Continuing an ongoing tradition, avid reader and book fan Bill Gates has posted his recommend reading. Every summer he tries to do extra reading, and this time here’s a few books he loved.
1. On Immunity: An Inoculation – Eula Biss
“What makes this book so good and unusual is how effortlessly Biss moves around different topics. Her father is an oncologist and her mother a poet, which probably helps to explain how Biss so easily navigates the worlds of science and literature. And she’s just as good when she draws on insights from psychology, sociology, women’s studies, history, and philosophy.”
2. Should We Eat Meat? – Vaclav Smil
“He starts by trying to define meat, then explores its role in human evolution, various countries’ annual consumption (the United States leads the way with roughly 117 kilograms of carcass weight per person), and the health and environmental risks. He also touches on ethical questions about raising animals for slaughter and covers some simple ways to eliminate the needless cruelty involved.”

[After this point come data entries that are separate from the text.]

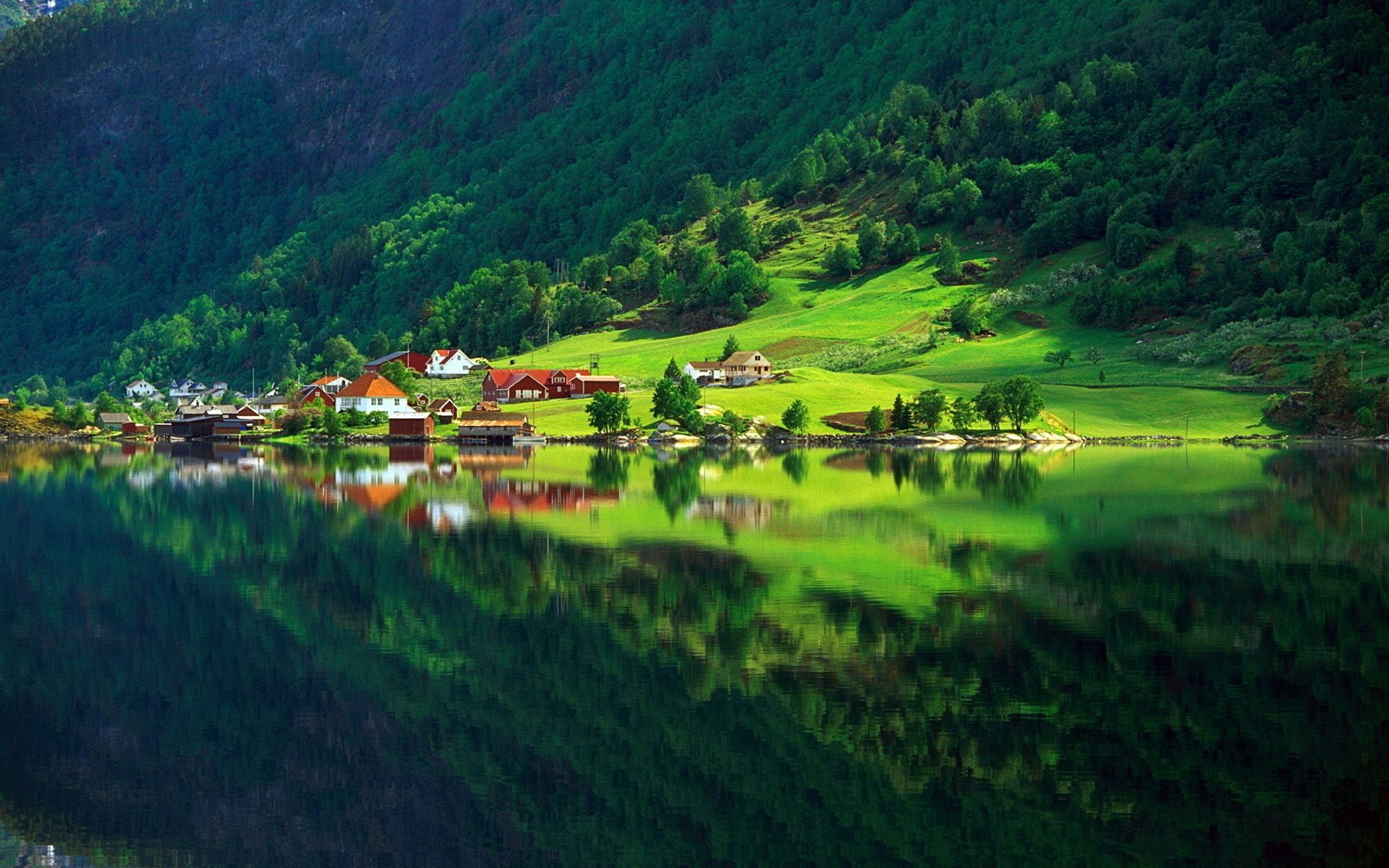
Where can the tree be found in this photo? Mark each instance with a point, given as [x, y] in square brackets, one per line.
[931, 407]
[738, 232]
[970, 315]
[1330, 383]
[842, 260]
[797, 417]
[903, 244]
[948, 259]
[342, 357]
[735, 424]
[608, 412]
[1021, 400]
[400, 375]
[378, 346]
[964, 200]
[671, 401]
[963, 413]
[332, 424]
[877, 420]
[592, 274]
[702, 196]
[1184, 260]
[901, 414]
[990, 404]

3. How to Lie With Statistics – Darrell Huff
“Darrell Huff runs the gamut of every popularly used type of statistic, probes such things as the sample study, the tabulation method, the interview technique, or the way the results are derived from the figures, and points up the countless number of dodges which are used to fool rather than to inform.”
4. Hyperbole and a Half – Allie Brosh
“Honest-to-goodness summer read. You will rip through it in three hours, tops. But you’ll wish it went on longer, because it’s funny and smart as hell. I must have interrupted Melinda a dozen times to read to her passages that made me laugh out loud.”
5. The Magic of Reality – Richard Dawkins
“You don’t have to be a kid to get a lot out of this series. In science, we’re all kids. A good scientist is somebody who has redeveloped from scratch many times the chain of reasoning of how we know what we know, just to see where there are holes. So it can never hurt to revisit great scientific explanations like the ones Tyson shares. “
“What If? may not be quite as funny as XKCD, but it’s a lot more interesting. The subtitle of the book is “Serious Scientific Answers to Absurd Hypothetical Questions,” and that’s exactly what it is. People write Munroe with questions that range over all fields of science: physics, chemistry, biology.”